Ser nativo não é só nascer no lugar, é mais do que isso, é uma filosofia de vida, é um estado de espírito, é viver em harmonia com os outros nativos, plantas e animais.
O conceito de
industrialização não é nosso... vem de fora... queremos tecnologia... mas queremos
ser respeitados... queremos nossos rios, nossas florestas... queremos decidir o
que é melhor para nós... queremos que o mundo aprenda a nos ouvir para que possamos
fazer a troca do conhecimento... não é assim através da imposição e dominação.

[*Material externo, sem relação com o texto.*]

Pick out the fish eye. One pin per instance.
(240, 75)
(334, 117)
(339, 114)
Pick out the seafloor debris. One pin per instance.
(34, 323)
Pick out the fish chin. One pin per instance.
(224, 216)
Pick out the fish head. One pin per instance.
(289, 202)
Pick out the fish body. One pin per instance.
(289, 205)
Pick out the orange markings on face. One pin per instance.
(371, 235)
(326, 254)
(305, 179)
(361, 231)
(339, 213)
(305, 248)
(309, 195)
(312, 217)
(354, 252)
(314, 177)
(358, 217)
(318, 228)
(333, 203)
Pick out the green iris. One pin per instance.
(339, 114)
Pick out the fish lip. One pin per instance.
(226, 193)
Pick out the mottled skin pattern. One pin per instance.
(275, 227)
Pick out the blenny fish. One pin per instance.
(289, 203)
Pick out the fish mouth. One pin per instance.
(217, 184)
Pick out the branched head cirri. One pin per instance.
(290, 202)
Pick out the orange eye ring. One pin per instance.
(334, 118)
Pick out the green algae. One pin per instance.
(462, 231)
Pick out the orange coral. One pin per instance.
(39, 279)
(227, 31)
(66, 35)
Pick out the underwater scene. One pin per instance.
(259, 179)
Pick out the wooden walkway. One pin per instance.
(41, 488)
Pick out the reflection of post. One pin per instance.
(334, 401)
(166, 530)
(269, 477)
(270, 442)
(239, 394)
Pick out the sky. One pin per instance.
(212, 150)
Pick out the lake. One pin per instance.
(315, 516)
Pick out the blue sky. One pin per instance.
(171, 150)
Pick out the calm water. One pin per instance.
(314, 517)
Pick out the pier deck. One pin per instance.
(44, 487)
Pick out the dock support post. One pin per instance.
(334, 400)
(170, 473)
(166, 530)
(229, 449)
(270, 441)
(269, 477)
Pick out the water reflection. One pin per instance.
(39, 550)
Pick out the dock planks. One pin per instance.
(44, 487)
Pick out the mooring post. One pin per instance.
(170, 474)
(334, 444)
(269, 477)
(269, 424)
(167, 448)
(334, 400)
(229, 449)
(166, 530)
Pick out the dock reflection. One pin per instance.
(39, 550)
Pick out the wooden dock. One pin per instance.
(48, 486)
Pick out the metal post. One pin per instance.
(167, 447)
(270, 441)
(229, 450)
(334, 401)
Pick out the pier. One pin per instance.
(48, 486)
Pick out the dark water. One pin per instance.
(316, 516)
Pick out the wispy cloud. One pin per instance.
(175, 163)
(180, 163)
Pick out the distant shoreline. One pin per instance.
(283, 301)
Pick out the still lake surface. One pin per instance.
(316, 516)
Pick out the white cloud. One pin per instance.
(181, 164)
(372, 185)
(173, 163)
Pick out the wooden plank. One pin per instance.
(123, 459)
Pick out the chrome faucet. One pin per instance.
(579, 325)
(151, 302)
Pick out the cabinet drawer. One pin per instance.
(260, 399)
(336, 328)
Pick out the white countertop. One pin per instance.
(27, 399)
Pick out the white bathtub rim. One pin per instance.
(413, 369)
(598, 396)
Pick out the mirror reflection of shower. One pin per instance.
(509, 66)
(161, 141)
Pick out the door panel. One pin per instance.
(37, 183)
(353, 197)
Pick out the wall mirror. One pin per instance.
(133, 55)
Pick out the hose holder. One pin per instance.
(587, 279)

Ninguém foi consultado e informado sobre os impactos que essas medidas causariam, por exemplo. Queremos dialogar antes de qualquer decisão que nos afeta diretamente.
Se o
ser-humano preservar a fauna e a flora, aos poucos, ela voltará ao seu estado
de origem, lógico que restará cicatrizes, porém um corpo se regenera... daí sim, a vida
voltará a ter mais sentido.
Vejo como
absurda a implantação de 40 usinas de cana-de-açúcar, até 2026 no Estado
do Mato Grosso do Sul. Isso é crescimento? Sinceramente, como pode alguém
pensar assim? Eu não entendo nada dessa ânsia em suprir necessidades de
consumo. O Brasil não é o celeiro do mundo, nem pode ser, aqui nós temos
reservas naturais... mas elas não nos pertencem... são recursos do organismo
terra. O corpo do outro deve ser respeitado, o corpo da terra não nos
pertence... Isso é marketing de empresas que se beneficiam com esse conceito.
Pensando
profundamente, creio que será difícil combater o plano do Governo e da ganância
humana, isso já vem sendo traçado há muito tempo... tudo já vem planejado,
baseado em dados econômicos, sem fundamento para a humanidade ... baseado na
economia do poder, sempre idealizando e tendo como referência os Estados Unidos
e outros países que já se afundaram nesse poço de merda econômica.
Eu desejo
parar tudo... aqui não chulé, larga do meu pé de rachadura, ochê!
Somos
chamados de ignorantes, de povo que não consegue discernir... que não
tem coragem em se mobilizar... Continuem pensando assim...
Quero propor
em defesa das florestas uma experiência física e sensorial. Fique nu e deixe
que estranhos arranquem os seus pêlos pubianos, cabelos, cílios, sobrancelhas,
deixe que cavem feridas, queimem seu corpo... com certeza você não irá agüentar
e entenderá o que sinto com relação à destruição da natureza.
Por isso, eu o convido, venha conhecer de perto a realidade do Mato Grosso do Sul, sofro duas vezes, pelo Brasil e pelo meu Estado... a culpa de quem é? Ainda não sei.. acho que é de cada um de nós... minha, sua, nossa... tudo o que consumimos está diretamente ligado ao consumo de combustíveis...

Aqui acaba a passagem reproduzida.